The Republican-controlled Wisconsin Assembly planned to vote Wednesday on bills banning transgender athletes from participating in girls' and women's sports, measures that are being debated in the middle of gay pride month and are all-but certain to be headed for a veto by Democratic Gov. Tony Evers.
Even though they are unlikely to become law, the Assembly has scheduled five hours of debate on the measures that opponents say are discriminatory and unnecessary. They must also pass the Senate before going to Evers, who has repeatedly said he stands with transgender students.
A broad array of more than 30 groups opposed the measures at public hearings last month. Supporters, including female athletes and representatives from national groups pushing similar laws in other states, argued that the sanctity of girls’ and women’s sports was at stake.
Opponents include the Wisconsin Interscholastic Athletic Association, which regulates high school sports, the University of Wisconsin-Madison, the statewide teachers union, the ACLU, the State Bar of Wisconsin’s civil rights and liberties section, the LGBTQ advocacy group Fair Wisconsin, Planned Parenthood and the Wisconsin Coalition Against Sexual Assault.
The proposals are part of a nationwide movement targeting transgender people, particularly athletes.
Lawmakers in more than 30 states, mostly Republican controlled, have considered sports participation bans, and they’ve become law in Alabama, Arkansas, Florida, Mississippi, Tennessee, Montana and West Virginia after Idaho enacted one last year. Other states, including Kansas and North Dakota, passed bans only to have them vetoed by the governor.

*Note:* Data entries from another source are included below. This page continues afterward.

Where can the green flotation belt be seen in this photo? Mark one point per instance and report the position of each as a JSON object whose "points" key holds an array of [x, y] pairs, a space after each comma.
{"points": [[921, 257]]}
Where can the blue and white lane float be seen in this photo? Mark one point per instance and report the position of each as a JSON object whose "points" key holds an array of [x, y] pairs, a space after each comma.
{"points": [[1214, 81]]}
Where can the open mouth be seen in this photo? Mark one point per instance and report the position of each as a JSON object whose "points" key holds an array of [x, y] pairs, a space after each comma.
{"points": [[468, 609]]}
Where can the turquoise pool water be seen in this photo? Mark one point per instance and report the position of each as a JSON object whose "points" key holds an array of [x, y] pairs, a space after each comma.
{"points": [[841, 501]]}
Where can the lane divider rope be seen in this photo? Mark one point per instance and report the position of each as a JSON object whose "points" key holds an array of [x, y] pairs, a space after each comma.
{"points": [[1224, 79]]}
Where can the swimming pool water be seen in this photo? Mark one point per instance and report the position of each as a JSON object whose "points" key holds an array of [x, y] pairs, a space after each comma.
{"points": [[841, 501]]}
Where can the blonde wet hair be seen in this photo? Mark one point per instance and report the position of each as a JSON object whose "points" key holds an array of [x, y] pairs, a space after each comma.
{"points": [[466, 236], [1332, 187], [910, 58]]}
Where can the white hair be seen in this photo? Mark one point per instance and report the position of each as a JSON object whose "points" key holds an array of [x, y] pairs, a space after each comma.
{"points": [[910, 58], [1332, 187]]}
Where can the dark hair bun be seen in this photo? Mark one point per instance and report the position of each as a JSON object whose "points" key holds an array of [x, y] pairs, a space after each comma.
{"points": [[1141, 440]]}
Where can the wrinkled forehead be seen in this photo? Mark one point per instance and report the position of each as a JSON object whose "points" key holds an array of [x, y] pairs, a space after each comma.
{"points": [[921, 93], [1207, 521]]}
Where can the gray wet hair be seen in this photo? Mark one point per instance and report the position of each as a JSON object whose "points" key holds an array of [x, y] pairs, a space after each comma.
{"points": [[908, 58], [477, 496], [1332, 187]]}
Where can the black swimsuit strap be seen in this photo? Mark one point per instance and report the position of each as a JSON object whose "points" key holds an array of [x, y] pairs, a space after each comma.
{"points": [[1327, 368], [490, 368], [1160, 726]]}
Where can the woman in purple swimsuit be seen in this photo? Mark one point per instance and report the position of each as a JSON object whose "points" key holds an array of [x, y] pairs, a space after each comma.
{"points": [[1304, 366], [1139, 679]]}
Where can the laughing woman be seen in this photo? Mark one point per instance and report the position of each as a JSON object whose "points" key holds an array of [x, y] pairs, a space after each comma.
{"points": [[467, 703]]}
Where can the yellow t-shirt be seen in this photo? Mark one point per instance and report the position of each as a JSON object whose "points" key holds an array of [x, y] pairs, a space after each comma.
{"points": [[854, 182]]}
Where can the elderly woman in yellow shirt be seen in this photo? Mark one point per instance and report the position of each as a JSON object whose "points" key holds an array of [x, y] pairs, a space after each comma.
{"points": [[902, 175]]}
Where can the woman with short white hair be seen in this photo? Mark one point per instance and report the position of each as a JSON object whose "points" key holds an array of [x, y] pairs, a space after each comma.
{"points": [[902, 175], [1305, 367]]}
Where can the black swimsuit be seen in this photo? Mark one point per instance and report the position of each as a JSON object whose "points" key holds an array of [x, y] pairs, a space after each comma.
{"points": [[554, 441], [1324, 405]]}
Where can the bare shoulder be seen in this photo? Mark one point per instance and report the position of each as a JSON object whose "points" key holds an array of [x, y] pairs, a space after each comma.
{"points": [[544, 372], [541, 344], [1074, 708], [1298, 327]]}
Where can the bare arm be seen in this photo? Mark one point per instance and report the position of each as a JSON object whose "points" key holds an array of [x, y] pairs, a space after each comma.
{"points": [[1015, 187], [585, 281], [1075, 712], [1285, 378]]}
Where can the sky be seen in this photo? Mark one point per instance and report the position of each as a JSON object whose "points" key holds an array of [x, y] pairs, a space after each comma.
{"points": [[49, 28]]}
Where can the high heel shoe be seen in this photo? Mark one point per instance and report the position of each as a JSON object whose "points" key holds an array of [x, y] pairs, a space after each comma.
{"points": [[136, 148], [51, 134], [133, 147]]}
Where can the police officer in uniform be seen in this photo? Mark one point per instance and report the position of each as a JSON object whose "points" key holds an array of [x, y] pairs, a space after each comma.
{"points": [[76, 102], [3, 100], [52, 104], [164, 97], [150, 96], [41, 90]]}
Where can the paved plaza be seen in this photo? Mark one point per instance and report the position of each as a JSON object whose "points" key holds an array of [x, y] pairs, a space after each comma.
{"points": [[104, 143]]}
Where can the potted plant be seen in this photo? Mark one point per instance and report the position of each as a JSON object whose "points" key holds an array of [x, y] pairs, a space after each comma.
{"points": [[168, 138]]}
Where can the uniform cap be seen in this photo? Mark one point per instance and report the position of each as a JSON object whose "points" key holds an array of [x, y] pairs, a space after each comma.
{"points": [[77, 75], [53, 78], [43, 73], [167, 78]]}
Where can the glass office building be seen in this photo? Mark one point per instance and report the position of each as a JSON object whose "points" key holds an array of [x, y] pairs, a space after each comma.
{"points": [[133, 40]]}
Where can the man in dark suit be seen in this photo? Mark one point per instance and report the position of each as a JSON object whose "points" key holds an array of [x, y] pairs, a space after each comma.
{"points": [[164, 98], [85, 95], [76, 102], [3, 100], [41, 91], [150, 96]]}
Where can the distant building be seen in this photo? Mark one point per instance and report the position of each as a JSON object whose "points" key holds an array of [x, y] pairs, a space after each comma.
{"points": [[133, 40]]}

The Wisconsin bills would allow students to join teams only that correspond to their biological sex as assigned by a doctor at birth, unless the sport is classified as “coed.” It would apply to public and private schools, as well as the University of Wisconsin and technical colleges.
Supporters argue that transgender girls have an unfair physical advantage, and that passing the bill would ensure that girls have a level playing field while preserving competitive achievements and scholarships.
A federal court blocked enforcement of the law in Idaho. In Connecticut, several girls are challenging a state law that allows transgender athletes to participate in female sports.